I am also interested in developing novel aerosol samplers to improve the relationship between exposures and health effects. I have investigated two novel, low-cost aerosol samplers in the laboratory. The first used polyurethane foams to mimic the size-specific deposition of aerosol in the human respiratory tract. We expect that estimating aerosol deposition will provide a more biologically-relevant estimate of dose and risk than traditional samplers that estimate aerosol intake. This sampler represents a large decrease in cost of the exposure assessment because the foam substrate is inexpensive and the low pressure-drop through it eliminates the need for costly personal sampling pumps. Future research will deploy these personal samplers in the field and investigate the link between exposure, particle deposition, and dose for airborne heavy metals.

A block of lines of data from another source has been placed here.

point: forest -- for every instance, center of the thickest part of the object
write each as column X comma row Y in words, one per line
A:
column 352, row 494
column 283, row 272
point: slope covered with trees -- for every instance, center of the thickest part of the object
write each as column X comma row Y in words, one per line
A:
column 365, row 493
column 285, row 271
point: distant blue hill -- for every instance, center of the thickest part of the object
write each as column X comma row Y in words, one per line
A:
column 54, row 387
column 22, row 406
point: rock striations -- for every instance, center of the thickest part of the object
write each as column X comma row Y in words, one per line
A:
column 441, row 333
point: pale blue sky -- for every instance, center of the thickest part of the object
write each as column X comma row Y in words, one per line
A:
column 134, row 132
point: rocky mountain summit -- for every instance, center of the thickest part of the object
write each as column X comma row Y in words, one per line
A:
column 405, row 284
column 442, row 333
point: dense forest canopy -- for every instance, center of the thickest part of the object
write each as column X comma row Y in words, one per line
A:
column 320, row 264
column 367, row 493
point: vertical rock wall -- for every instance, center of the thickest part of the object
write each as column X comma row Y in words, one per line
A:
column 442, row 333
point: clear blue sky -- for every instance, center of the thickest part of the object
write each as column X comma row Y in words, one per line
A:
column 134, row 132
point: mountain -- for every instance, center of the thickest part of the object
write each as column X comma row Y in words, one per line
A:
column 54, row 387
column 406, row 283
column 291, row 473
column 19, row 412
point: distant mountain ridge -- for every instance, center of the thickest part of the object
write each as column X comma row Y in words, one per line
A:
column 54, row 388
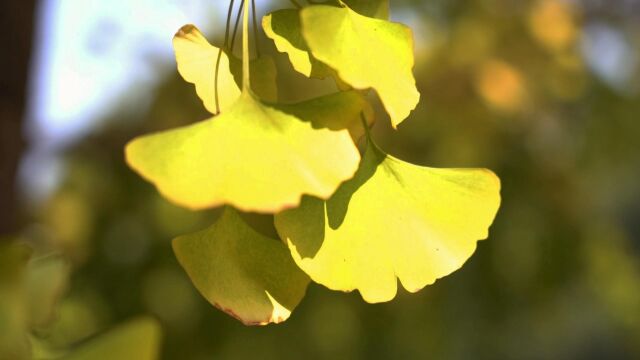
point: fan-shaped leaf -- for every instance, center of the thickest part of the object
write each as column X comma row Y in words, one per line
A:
column 249, row 276
column 138, row 339
column 393, row 219
column 366, row 53
column 256, row 157
column 197, row 59
column 47, row 280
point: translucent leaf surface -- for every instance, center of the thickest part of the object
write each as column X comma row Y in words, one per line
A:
column 371, row 8
column 197, row 59
column 366, row 53
column 138, row 339
column 263, row 76
column 392, row 220
column 256, row 157
column 47, row 279
column 242, row 272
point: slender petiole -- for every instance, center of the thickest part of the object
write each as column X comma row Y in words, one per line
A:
column 226, row 43
column 235, row 26
column 246, row 85
column 255, row 28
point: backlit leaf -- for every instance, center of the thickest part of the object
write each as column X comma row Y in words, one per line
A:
column 138, row 339
column 371, row 8
column 256, row 157
column 242, row 272
column 196, row 59
column 366, row 53
column 392, row 220
column 263, row 76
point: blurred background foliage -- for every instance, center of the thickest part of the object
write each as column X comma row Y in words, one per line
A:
column 544, row 92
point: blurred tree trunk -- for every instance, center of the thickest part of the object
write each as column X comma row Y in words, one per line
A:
column 16, row 39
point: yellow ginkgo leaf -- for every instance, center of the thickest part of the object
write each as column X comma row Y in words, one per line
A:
column 256, row 157
column 197, row 59
column 242, row 272
column 393, row 220
column 366, row 53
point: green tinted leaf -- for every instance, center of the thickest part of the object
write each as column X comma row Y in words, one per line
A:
column 247, row 275
column 393, row 219
column 366, row 53
column 138, row 339
column 256, row 157
column 197, row 59
column 47, row 279
column 14, row 342
column 263, row 76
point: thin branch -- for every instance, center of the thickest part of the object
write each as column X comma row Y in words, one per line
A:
column 255, row 28
column 235, row 27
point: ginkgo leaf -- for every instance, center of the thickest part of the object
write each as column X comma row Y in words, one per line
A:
column 392, row 220
column 384, row 50
column 283, row 27
column 242, row 272
column 14, row 314
column 256, row 157
column 197, row 59
column 137, row 339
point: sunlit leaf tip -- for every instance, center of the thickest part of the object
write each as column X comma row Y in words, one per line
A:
column 242, row 272
column 393, row 220
column 384, row 49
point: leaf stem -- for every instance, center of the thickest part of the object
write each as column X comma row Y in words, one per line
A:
column 255, row 28
column 246, row 84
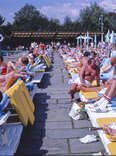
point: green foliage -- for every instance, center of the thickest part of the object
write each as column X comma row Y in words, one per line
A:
column 29, row 18
column 1, row 20
column 89, row 18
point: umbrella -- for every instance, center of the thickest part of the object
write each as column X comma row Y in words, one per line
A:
column 112, row 39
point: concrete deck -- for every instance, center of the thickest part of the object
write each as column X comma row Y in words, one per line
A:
column 54, row 132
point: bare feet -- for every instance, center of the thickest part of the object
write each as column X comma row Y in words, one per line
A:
column 70, row 99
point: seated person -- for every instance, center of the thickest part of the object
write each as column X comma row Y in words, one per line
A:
column 100, row 105
column 0, row 96
column 88, row 73
column 4, row 79
column 3, row 66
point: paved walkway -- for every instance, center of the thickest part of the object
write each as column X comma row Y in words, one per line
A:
column 54, row 132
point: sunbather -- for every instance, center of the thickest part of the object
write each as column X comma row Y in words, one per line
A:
column 4, row 79
column 3, row 66
column 88, row 73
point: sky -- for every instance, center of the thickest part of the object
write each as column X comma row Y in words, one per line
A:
column 52, row 8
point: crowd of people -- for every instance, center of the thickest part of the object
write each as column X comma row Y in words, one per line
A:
column 22, row 68
column 92, row 64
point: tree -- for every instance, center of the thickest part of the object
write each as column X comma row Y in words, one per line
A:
column 67, row 26
column 27, row 19
column 89, row 18
column 1, row 20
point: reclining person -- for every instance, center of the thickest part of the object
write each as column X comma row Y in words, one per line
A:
column 4, row 79
column 3, row 66
column 88, row 73
column 110, row 93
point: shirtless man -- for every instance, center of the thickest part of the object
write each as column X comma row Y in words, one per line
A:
column 4, row 79
column 87, row 74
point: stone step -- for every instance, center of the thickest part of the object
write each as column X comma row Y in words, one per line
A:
column 77, row 147
column 68, row 134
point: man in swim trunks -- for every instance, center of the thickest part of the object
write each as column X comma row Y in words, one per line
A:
column 88, row 73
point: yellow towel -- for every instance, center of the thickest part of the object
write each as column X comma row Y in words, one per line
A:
column 20, row 99
column 27, row 96
column 18, row 105
column 106, row 121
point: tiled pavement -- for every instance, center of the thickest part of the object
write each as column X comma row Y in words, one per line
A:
column 54, row 132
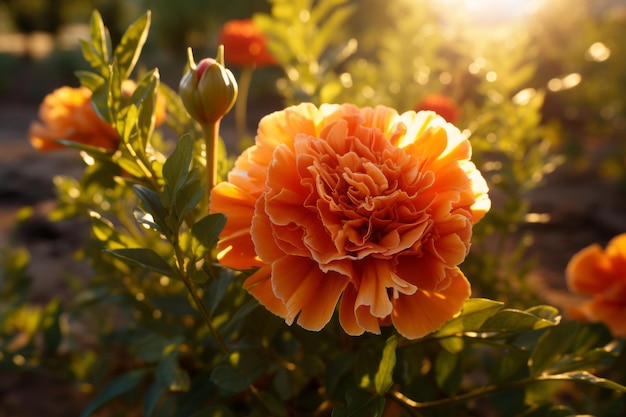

Second, I measured the aspiration efficiency of a several typical personal aerosol samplers (i.e., 37 mm cassettes, IOM, button) and a prototype high-flow inhalable sampler in a wind tunnel. This prototype sampler converted a disposable, 37-mm cassette into an inhalable sampler. This inexpensive adaption of the 37-mm cassette can provide a substantial cost savings over commercially available inhalable samplers, such as the IOM, and improve limits of detection for well-controlled, but highly toxic air contaminants.
Recipient of the Dept. of Atmospheric Science Alumni Award for Best Paper, CSU (May, 2007).
Recipient of Shrake-Cullor Scholarship, CSU (2005-2006).
Recipient of 3-F Scholarship CSU (2002-2003).